Thursday, February 3, 2011
I call it a Kaiser Blade
The first poem I'm going to review is 11 A.M. Wednesday, August 24, 2005.
I assume it's called this because that's when the author first heard the news that a certain unnamed tropical depression had been upgraded to Hurricane Katrina. It's a pretty simple poem with dramatic spacing that is used to heighten the feeling of impending doom. What I really liked what when she revered to the name of the storm as a weapon calling it a "crisp, bladed noun". I think that it gives the hurricane sinister qualities without trying to overload if with negative adjectives. It is simple and succinct- qualities that hold stark contrast against the actual hurricane. When I read that I immediately thought of the short film "Some Folks Call it a Sling Blade" not because of the content of the short film or the poem, but because a blade is such a memorable item. To me, the word "blade" has some very gruesome connotations, especially in when the context isn't associated to hockey or Thanksgiving dinner, and this poem capitalized on that making the name of the hurricane seem like a dangerous object that can do great harm.
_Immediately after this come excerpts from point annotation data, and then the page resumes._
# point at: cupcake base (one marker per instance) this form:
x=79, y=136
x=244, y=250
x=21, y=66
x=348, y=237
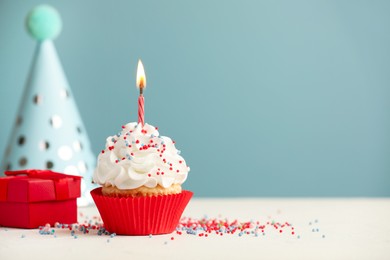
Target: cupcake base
x=141, y=215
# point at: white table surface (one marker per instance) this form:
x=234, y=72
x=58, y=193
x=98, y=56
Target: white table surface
x=352, y=229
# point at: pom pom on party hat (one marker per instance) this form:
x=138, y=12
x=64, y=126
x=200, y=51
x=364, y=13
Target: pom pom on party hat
x=49, y=132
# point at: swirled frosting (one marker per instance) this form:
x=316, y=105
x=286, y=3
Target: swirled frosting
x=138, y=156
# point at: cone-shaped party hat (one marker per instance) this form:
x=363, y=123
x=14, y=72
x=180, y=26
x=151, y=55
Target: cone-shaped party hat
x=49, y=132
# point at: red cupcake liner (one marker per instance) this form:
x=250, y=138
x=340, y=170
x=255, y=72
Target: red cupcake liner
x=142, y=215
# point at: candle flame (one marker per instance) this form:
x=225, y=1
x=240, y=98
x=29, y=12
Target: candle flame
x=141, y=79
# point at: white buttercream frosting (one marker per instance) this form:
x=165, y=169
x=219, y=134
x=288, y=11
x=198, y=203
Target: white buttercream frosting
x=139, y=156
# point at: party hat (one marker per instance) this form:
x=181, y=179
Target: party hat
x=49, y=132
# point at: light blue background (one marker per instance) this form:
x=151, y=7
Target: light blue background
x=264, y=98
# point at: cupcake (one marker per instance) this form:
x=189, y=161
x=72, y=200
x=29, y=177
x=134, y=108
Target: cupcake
x=141, y=174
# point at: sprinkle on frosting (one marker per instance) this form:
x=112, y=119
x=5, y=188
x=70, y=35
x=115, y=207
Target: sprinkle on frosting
x=138, y=156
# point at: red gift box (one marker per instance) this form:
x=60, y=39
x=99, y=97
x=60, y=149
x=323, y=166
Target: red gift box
x=33, y=198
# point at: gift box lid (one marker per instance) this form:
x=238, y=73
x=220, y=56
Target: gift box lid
x=38, y=185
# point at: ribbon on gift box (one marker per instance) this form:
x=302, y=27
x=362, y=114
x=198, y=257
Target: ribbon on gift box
x=63, y=188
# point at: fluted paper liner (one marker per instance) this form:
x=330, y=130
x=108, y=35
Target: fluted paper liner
x=141, y=215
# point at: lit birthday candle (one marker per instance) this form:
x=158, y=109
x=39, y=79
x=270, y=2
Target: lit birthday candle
x=141, y=84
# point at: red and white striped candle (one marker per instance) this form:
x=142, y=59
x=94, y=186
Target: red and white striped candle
x=141, y=84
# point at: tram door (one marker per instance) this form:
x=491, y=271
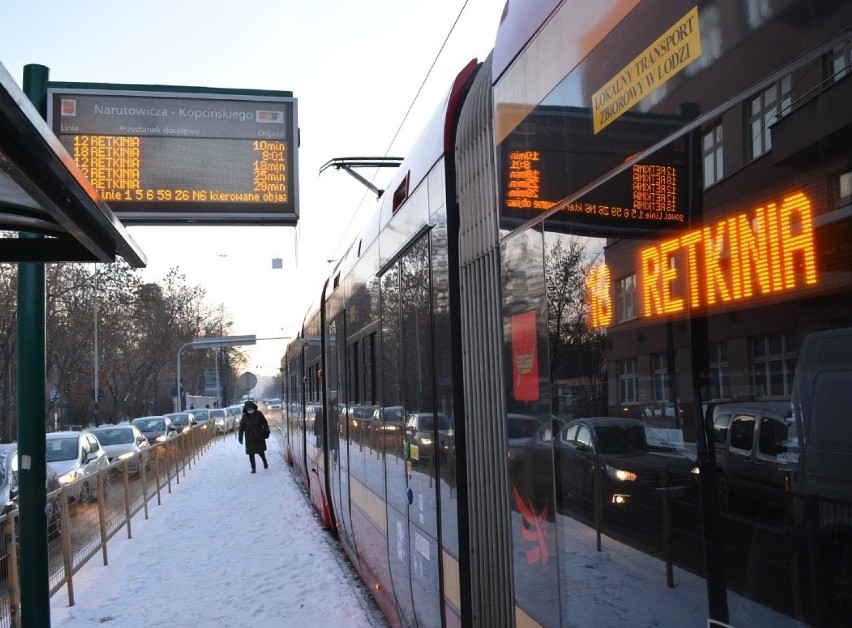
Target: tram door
x=337, y=425
x=409, y=434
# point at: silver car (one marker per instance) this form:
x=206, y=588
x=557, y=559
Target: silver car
x=77, y=457
x=124, y=442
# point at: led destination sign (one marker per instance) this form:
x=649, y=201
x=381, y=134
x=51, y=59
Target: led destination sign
x=748, y=255
x=168, y=157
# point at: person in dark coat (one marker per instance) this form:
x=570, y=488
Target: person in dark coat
x=252, y=424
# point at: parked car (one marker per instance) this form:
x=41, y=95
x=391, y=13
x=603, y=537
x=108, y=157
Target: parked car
x=183, y=421
x=157, y=429
x=202, y=415
x=386, y=429
x=224, y=421
x=9, y=489
x=631, y=469
x=124, y=442
x=77, y=458
x=421, y=431
x=530, y=454
x=751, y=443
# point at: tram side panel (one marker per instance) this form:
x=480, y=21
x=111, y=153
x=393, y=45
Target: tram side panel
x=315, y=420
x=366, y=452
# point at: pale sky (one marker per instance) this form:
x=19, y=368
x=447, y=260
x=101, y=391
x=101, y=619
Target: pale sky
x=354, y=67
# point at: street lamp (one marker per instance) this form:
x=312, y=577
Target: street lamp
x=210, y=342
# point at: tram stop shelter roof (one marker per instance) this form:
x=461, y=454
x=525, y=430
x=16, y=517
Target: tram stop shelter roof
x=42, y=191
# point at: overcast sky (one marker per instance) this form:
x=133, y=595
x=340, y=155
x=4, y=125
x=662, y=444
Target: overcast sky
x=354, y=67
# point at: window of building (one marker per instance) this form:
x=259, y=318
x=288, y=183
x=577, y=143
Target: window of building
x=660, y=382
x=628, y=381
x=711, y=149
x=763, y=110
x=719, y=377
x=627, y=298
x=840, y=61
x=773, y=364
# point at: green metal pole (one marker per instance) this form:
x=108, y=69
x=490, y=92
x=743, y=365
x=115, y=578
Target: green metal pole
x=35, y=586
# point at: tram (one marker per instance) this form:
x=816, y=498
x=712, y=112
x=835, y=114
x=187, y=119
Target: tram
x=589, y=360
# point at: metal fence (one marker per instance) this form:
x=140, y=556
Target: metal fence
x=81, y=529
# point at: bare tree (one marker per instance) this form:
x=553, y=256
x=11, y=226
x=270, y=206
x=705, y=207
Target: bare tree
x=577, y=352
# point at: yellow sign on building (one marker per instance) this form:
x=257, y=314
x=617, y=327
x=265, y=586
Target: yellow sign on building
x=669, y=54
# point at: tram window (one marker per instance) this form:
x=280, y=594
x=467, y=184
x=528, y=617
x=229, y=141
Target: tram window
x=370, y=370
x=742, y=432
x=354, y=374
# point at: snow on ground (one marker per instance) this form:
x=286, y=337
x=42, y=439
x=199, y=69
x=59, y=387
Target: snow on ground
x=225, y=548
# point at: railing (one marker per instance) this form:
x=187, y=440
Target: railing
x=79, y=530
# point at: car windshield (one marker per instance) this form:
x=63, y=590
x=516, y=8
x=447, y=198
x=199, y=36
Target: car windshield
x=426, y=422
x=620, y=439
x=521, y=427
x=150, y=425
x=61, y=449
x=118, y=436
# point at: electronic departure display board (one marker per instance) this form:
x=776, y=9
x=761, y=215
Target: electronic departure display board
x=554, y=153
x=171, y=155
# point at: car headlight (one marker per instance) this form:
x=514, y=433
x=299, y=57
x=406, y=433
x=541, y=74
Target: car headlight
x=68, y=478
x=620, y=475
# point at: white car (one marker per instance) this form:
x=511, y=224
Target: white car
x=124, y=442
x=77, y=457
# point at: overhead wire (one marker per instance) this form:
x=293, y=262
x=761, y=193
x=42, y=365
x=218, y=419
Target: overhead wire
x=405, y=117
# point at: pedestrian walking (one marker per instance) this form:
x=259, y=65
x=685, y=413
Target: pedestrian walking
x=255, y=429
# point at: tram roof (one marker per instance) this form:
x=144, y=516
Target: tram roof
x=43, y=191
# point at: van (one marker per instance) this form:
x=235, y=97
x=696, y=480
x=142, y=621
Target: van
x=794, y=461
x=822, y=409
x=756, y=449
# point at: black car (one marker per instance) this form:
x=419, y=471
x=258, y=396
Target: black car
x=630, y=470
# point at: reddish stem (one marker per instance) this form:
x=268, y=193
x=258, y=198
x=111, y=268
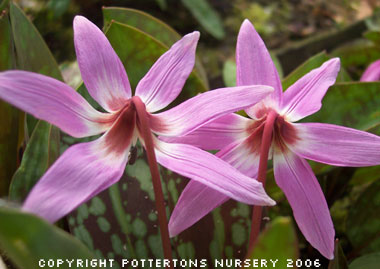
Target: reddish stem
x=266, y=142
x=160, y=205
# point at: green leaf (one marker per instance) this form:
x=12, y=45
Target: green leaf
x=370, y=261
x=206, y=16
x=277, y=242
x=138, y=51
x=313, y=62
x=58, y=7
x=162, y=4
x=151, y=26
x=356, y=54
x=339, y=261
x=352, y=104
x=11, y=131
x=40, y=153
x=26, y=239
x=32, y=52
x=33, y=55
x=363, y=220
x=229, y=73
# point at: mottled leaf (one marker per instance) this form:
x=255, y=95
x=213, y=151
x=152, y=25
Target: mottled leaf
x=26, y=239
x=206, y=16
x=277, y=242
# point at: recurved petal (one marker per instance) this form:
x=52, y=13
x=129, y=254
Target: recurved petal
x=372, y=73
x=165, y=80
x=102, y=71
x=304, y=97
x=211, y=171
x=214, y=135
x=254, y=63
x=197, y=200
x=83, y=171
x=206, y=107
x=336, y=145
x=296, y=179
x=53, y=101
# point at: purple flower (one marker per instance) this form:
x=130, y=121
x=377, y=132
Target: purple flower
x=86, y=169
x=372, y=73
x=239, y=140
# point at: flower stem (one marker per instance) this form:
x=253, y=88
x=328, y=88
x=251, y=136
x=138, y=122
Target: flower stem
x=160, y=205
x=266, y=142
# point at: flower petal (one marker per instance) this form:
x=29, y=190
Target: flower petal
x=336, y=145
x=304, y=97
x=83, y=171
x=208, y=169
x=102, y=71
x=206, y=107
x=214, y=135
x=197, y=200
x=372, y=73
x=165, y=80
x=53, y=101
x=254, y=63
x=295, y=177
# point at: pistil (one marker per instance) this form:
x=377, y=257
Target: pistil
x=159, y=197
x=266, y=142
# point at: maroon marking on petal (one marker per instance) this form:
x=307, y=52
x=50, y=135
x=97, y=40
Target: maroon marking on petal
x=284, y=134
x=256, y=129
x=120, y=135
x=157, y=125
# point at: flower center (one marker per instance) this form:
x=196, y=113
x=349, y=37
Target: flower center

The second poem I am reviewing is 7 P.M. Thursday August 25th, 2005. It is a short poem that has a kind of strange structure. It is written in two columns and looks like a pair of pillars on the page. I think it is from the view of the Hurricane and it talks about what the hurricane sees and feels and desires and ends with Smith writing (from the perspective of the hurricane) "and want it / all". I think that this is the view of the Hurricane by her and the people whom it affected - them believing that the hurricane was a sentient force that was demoniacally ruining their lives and enjoying it, an entity with an insatiable urge for destruction. I don't really agree with that because, while I understand this is writing and the author takes liberties to explain the feelings of the people, it was just a hurricane and it did not intentionally destroy homes. To feel that a weather system could gain satisfaction from any action is ludicrous and it takes away from the personal responsibility of those harmed by the hurricane. If the hurricane has thoughts and desires, then the people affected by it can claim they were helpless to higher forces and while the poetic language may be used effectively to prove a point, I completely disagree with that point.